Comin'OutSwingin said:


> It's still as it was over a year ago, due to the fact that we are not going to be selling anything online for quite some time, which is why I took the url out of my signature. We're focusing all our efforts on brick and mortar stores.




Why not have online sales? It would give your brand exposure in other places that you may not normally receive and any additional orders are always good. Plus it's a nice way for potential customers to see your line of clothing, whether they buy it in the store or online. I’m sure you know all of this, that’s just me thinking out loud, but I’d like to know your thoughts about it. 

-Tim


----------



## Comin'OutSwingin (Oct 28, 2005)

Yeah, I know all of that.  

The main reason is time. There's only 3 of us, and most of our time is going to be spent on getting products to retailers. If we're going to sell online, we want it to be done right, and right now our time is at a premium. 
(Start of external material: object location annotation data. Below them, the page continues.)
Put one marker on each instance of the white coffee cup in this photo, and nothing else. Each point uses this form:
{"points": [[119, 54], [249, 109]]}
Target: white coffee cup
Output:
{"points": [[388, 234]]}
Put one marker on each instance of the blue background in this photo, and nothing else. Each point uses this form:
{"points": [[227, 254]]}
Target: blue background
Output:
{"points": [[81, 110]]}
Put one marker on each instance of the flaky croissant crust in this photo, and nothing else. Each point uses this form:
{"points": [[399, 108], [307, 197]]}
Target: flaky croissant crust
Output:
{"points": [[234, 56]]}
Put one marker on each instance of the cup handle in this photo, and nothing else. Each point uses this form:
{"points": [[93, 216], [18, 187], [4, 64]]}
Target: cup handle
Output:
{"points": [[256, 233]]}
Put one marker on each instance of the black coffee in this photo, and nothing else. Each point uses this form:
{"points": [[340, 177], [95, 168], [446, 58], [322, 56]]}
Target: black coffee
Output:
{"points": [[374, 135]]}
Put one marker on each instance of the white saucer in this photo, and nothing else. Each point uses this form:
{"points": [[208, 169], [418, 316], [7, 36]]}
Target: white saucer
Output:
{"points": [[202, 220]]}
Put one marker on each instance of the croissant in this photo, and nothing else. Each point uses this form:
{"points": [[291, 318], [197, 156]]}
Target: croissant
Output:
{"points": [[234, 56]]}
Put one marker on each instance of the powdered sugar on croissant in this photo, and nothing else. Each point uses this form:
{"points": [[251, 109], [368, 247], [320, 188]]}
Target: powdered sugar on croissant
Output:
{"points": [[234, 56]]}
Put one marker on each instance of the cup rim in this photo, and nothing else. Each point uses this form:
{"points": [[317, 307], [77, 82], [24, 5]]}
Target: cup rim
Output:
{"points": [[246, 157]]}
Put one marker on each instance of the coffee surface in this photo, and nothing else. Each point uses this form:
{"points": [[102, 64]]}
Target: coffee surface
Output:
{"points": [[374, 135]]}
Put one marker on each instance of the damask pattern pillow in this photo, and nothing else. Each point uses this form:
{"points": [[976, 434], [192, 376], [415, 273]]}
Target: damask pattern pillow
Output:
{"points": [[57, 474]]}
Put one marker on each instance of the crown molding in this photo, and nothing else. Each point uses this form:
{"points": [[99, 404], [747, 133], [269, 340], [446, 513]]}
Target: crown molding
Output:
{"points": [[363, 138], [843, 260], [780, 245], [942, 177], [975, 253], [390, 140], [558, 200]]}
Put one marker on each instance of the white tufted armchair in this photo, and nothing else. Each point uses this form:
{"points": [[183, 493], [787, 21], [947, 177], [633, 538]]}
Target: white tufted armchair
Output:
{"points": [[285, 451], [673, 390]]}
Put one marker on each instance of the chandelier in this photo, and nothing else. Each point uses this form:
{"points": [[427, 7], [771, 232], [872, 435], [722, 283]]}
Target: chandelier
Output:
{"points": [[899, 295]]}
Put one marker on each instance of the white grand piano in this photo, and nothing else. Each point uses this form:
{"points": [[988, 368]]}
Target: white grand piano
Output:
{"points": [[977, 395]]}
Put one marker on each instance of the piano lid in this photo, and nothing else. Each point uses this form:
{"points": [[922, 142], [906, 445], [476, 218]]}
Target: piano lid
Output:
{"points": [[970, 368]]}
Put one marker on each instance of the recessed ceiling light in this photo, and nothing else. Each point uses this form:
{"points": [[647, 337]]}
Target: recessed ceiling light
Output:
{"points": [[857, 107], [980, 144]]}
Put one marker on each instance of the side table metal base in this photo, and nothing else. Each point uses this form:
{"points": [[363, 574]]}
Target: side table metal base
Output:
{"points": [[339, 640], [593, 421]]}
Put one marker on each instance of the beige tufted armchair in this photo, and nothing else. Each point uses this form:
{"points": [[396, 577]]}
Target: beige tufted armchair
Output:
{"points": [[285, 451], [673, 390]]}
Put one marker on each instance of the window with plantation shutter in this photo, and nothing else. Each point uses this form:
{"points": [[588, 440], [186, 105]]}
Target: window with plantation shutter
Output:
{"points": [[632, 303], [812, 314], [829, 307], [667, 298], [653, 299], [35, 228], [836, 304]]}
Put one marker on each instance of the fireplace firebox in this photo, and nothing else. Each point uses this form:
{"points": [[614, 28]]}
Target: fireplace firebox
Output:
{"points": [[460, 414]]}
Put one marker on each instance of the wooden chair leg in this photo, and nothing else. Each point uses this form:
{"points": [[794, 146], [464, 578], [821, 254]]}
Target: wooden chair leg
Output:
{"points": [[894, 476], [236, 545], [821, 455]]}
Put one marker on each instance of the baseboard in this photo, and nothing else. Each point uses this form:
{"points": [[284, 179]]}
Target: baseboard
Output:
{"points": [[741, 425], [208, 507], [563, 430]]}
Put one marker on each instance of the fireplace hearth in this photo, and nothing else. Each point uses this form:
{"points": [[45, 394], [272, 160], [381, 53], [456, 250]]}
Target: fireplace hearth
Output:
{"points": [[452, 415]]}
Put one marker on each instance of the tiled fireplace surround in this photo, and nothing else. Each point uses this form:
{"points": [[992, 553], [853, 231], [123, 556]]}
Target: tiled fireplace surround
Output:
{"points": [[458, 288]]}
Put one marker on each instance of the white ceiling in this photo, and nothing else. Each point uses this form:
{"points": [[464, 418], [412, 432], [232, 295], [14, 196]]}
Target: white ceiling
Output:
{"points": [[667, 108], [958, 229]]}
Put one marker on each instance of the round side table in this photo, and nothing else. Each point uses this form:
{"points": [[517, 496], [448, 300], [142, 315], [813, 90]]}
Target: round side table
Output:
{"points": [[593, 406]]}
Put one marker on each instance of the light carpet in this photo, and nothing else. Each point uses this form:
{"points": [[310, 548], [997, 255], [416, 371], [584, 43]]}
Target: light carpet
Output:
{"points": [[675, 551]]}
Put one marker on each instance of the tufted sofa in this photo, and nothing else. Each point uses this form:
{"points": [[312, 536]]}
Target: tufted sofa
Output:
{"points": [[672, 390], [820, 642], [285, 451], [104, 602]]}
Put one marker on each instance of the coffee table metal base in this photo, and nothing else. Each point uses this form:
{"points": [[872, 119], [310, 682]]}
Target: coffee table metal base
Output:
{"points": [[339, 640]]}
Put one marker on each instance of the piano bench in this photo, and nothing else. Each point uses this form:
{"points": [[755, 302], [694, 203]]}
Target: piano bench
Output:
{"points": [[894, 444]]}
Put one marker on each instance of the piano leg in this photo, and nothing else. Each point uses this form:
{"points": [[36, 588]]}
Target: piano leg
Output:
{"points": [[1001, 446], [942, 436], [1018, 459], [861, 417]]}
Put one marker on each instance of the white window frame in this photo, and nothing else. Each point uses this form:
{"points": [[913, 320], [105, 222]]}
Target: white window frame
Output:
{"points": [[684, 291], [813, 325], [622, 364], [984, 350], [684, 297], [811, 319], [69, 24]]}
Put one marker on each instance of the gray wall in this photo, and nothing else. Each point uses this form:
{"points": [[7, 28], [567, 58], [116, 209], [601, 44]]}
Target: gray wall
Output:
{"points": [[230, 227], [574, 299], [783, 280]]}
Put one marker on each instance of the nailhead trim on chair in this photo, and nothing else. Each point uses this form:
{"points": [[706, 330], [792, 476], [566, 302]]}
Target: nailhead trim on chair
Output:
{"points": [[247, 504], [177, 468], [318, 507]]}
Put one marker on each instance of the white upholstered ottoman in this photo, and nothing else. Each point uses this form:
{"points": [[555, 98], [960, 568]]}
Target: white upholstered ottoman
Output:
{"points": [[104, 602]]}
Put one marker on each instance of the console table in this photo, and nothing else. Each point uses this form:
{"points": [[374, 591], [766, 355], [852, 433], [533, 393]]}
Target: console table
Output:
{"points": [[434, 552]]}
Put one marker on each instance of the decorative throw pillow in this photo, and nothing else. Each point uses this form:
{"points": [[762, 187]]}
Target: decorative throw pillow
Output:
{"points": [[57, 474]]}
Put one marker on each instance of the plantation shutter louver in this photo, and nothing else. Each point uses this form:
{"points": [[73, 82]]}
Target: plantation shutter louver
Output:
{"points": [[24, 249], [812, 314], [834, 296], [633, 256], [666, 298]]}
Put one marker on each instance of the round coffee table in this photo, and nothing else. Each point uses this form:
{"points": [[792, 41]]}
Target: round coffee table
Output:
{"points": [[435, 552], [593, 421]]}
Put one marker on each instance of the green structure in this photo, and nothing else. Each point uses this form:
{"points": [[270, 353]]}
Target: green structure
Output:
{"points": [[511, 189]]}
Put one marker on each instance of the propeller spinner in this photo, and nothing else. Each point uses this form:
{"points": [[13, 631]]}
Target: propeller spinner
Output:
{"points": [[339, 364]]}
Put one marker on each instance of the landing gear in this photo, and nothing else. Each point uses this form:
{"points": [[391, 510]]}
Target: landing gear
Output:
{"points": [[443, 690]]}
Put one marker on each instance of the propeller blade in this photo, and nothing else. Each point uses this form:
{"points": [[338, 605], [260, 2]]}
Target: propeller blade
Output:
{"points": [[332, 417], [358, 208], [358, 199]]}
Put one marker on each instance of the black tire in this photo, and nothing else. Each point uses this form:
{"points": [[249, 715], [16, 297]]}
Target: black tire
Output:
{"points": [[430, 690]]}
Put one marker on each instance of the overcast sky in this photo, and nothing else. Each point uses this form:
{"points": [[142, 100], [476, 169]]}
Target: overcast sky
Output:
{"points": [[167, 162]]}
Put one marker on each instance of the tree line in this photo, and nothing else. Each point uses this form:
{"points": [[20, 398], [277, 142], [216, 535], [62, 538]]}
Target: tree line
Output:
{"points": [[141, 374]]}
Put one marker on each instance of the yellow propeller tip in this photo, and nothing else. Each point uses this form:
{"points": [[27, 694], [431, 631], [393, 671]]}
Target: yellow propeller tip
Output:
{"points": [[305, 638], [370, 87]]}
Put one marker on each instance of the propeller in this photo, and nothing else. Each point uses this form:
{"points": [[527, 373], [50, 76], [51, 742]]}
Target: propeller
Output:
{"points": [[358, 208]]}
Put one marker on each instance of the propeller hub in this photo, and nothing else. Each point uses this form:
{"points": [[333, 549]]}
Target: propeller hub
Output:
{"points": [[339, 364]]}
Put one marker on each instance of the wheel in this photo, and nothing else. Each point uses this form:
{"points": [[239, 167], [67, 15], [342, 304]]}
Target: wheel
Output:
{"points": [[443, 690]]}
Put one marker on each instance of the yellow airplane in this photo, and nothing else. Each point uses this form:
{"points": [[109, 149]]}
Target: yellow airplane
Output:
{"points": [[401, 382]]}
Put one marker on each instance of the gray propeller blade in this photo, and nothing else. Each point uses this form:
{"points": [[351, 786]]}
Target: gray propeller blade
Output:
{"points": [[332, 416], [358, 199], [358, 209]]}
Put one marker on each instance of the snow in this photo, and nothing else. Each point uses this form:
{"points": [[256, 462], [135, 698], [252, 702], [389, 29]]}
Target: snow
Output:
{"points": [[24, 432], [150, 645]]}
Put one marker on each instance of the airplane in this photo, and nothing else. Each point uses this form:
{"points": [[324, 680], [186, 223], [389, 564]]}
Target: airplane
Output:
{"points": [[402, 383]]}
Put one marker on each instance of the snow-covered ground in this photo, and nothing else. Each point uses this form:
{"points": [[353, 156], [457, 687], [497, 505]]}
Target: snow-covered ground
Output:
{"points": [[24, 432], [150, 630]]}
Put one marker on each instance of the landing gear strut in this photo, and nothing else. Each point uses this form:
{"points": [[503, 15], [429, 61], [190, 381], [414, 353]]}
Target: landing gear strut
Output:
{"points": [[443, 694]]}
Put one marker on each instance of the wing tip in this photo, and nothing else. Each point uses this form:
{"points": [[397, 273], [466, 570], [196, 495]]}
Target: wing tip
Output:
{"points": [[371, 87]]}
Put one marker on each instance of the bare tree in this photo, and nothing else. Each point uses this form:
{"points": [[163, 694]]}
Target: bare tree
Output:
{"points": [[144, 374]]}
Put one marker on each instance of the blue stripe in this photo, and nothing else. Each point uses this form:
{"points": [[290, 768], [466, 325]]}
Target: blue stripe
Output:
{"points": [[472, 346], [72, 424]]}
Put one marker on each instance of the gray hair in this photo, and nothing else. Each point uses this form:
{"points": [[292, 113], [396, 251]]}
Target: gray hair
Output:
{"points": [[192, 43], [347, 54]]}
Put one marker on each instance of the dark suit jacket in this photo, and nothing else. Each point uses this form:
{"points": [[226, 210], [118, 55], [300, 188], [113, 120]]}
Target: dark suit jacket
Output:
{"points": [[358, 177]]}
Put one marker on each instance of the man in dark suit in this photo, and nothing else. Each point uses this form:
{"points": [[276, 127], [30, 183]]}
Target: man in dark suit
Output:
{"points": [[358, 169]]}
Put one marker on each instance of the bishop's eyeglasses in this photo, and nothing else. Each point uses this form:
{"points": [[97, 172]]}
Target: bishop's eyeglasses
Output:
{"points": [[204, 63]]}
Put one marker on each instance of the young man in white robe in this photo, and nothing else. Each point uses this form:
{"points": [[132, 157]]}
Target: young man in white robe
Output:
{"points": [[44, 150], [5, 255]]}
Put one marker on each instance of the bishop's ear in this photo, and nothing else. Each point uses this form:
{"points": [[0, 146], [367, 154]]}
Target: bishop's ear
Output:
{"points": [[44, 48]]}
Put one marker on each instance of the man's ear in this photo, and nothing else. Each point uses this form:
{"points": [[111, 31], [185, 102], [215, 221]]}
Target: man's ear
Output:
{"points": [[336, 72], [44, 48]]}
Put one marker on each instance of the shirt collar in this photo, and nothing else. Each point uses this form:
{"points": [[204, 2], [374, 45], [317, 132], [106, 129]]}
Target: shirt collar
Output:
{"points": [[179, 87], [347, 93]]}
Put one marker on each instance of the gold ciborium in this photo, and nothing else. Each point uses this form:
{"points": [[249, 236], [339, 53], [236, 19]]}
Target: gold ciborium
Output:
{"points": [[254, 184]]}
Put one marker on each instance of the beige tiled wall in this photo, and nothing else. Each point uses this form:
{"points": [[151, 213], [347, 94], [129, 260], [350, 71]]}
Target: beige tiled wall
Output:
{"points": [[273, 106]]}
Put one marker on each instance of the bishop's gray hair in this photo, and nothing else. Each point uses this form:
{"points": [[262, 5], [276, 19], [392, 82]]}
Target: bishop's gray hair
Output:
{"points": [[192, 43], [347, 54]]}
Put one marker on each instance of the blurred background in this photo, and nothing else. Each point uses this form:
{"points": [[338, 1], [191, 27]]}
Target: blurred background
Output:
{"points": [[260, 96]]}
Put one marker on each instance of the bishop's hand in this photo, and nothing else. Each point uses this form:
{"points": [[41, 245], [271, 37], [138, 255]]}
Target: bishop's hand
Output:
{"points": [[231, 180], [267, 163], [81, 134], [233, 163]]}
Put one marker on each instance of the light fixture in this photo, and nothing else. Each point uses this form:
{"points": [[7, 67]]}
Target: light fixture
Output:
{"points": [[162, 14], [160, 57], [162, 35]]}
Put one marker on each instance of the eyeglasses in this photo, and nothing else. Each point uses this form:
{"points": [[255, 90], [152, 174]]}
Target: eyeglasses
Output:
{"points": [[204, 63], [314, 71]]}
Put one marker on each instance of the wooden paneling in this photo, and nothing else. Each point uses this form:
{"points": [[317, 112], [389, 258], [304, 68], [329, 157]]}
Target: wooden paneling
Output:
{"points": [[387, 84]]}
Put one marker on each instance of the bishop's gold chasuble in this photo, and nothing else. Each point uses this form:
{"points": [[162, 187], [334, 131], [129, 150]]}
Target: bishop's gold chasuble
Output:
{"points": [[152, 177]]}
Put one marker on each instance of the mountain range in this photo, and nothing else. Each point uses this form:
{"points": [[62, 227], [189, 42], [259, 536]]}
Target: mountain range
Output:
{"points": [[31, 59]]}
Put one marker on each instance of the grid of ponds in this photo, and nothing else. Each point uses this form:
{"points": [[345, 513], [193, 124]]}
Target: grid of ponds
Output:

We're going to have an online presence, just not online sales. We're going to be all over the web. We're just focusing on getting our products in major markets across the country first.

Eventually, we will be selling items online. But that will just be specialty items that won't be available in stores.


----------



## Sugard1 (Apr 1, 2007)

WoW! Thats pretty cool. Too bad I don't know anyone in your neck of the woods I would send some biz your way for sure> Good luck with the Br n Mrt

E


----------



## identityburn (Feb 24, 2006)

Congrats man! I'm sure this will be a good push for your clothing line.


----------



## monkeylantern (Oct 16, 2005)

All very exciting!


----------



## btyros (May 11, 2012)

Good day everyone. I am so frustrated because i cannot find a manufacture or a wholesales company that can deliver good quality vintage t-shirts, vintage long sleeves, etc. I am pulling my hair here! can anyone help!. I've called soooo many places and none are good quality, and many are just companies in china. It's about to be two month now and nothing yet. Can anyone be kind enough to help me. I will appreciated from the bottom of my heart.


----------